Wednesday, April 21, 2010

The Effects of Public Policy on Private Activity

The Effects of Public Policy on Private Activity
by Alex Merced

One of the problems of people who advocate for a growing role of government is that they operate in a mindset of unlimited resources, or that a growth in government has little to no effect on their current resources. The reality is that the economy has a static and generally decreasing amount of resources, so when the economy is being productive innovations will help us use less of these resources to accomplish our day to day tasks. This is the benefit of a free market or private activity, the innovations that allow the shrinking pie to be spread even further.

For these innovations one needs investment, capital, and ideas. Capital gravitates towards ideas, cause good ideas will serve as a magnet for even more capital, but again there is a limited amount of capital to gravitate towards these ideas. So essentially, to survive in a world of growing scarcity you need innovation which needs investment which is maximized by freeing up capital for investment.
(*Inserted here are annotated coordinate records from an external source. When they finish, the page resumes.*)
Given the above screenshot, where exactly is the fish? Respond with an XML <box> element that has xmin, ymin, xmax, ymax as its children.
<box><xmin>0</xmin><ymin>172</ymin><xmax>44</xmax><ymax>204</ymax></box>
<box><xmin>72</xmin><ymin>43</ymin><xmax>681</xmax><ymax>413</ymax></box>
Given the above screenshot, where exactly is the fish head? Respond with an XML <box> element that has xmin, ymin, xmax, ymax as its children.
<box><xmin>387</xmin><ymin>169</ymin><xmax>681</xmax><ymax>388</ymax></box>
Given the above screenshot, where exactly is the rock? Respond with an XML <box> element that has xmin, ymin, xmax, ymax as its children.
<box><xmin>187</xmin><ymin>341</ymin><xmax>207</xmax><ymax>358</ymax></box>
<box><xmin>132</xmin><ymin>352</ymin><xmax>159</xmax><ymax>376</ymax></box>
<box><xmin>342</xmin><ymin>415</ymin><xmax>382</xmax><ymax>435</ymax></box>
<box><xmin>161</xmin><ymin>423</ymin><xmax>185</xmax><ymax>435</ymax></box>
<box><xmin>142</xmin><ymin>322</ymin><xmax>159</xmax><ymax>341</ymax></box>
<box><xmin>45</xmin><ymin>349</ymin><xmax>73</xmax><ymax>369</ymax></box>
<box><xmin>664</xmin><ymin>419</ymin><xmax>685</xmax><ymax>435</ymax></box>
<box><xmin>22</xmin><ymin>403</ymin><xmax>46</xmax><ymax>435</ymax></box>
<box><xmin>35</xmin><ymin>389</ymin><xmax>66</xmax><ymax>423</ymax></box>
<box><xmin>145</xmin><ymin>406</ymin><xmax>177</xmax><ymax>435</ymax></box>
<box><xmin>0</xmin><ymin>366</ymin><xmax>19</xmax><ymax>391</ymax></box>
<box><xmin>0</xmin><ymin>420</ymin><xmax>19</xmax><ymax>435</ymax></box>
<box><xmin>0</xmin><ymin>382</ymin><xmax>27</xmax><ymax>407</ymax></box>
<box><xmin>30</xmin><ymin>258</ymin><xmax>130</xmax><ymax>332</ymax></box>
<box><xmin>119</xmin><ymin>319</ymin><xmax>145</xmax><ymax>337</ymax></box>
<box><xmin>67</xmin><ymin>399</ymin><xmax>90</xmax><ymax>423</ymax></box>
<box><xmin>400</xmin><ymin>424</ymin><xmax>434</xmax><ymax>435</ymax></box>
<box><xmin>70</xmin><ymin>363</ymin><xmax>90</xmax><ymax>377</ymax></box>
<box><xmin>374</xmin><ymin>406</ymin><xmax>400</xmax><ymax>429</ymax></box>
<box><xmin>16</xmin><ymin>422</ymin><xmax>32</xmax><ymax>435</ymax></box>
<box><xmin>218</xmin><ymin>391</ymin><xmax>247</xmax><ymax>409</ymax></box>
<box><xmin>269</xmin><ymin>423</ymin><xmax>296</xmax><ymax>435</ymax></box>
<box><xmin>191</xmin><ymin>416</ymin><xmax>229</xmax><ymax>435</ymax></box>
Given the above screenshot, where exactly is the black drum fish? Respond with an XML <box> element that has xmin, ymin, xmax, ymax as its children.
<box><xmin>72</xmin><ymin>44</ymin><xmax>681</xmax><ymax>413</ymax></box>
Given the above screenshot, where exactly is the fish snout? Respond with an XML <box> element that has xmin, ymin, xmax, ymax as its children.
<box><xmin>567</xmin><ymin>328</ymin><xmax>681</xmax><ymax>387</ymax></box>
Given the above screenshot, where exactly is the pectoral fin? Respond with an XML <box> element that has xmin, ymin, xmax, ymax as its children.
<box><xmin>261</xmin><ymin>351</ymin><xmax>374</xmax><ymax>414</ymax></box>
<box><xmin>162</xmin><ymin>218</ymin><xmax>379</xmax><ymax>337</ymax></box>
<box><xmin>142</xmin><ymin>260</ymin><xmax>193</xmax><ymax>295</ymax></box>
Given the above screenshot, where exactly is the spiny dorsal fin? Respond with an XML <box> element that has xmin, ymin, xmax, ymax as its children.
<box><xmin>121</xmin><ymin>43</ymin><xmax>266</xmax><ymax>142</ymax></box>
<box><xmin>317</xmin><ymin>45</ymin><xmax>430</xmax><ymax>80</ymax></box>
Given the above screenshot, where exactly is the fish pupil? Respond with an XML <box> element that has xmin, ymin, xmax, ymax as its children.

So where does the government fit in on all of this?

Since there is limited resources not all of society will get fair slice of the pie, or even slice at all. Overtime though this percentage should shrink as innovations will free up these resources travel to more and more people in a variety of ways. Although people generally grow impatient for this to happen and will call for programs to watch for the welfare for those who are unable to get a piece of the pie. Although these programs themselves must take resources from this pie/economy to watch for the currently small amount of people outside of it.

The government has two ways to move resources from one place to another:

1. Government can tax the people and redistribute those resources to the outsiders, although the people are taxed this means the people have less resources to invest or consume, and since the potential consumption of a potential innovation is diminished the amount people are willing to invest in it is reduced.

2. Government can borrow the money but there is limited amount of loanable funds, so if the government borrows these funds then they can't be borrowed to invest in innovations also hampering the innovation process.  Even worse, to pay this debt with interest the government must tax later resulting in the effect previously mentioned. So borrowing has a worse effect than taxation since it reduces current lending and future consumption.


The result:

In the end, after taking these resources out of the economy, the economy has less resources to support the population that it was able to support before (it's productive capacity has been reduced) and now even more people fall outside of the economy creating a demand for growth in the social programs previously established. The growth in demand will increase the size of these programs and increase the size of resources that must be taken out of the economy creating a cycle that drives more and more resources into these "public" programs and away from private production.

So while the public sector has gotten larger and larger, the world has survived in spite of this cause the innovation that has occured has minimized the impact of this resource drain. Innovation is the key to battling scarcity and in this case you want resources free to gravitate towards ideas meaning the public sector must be dismantled.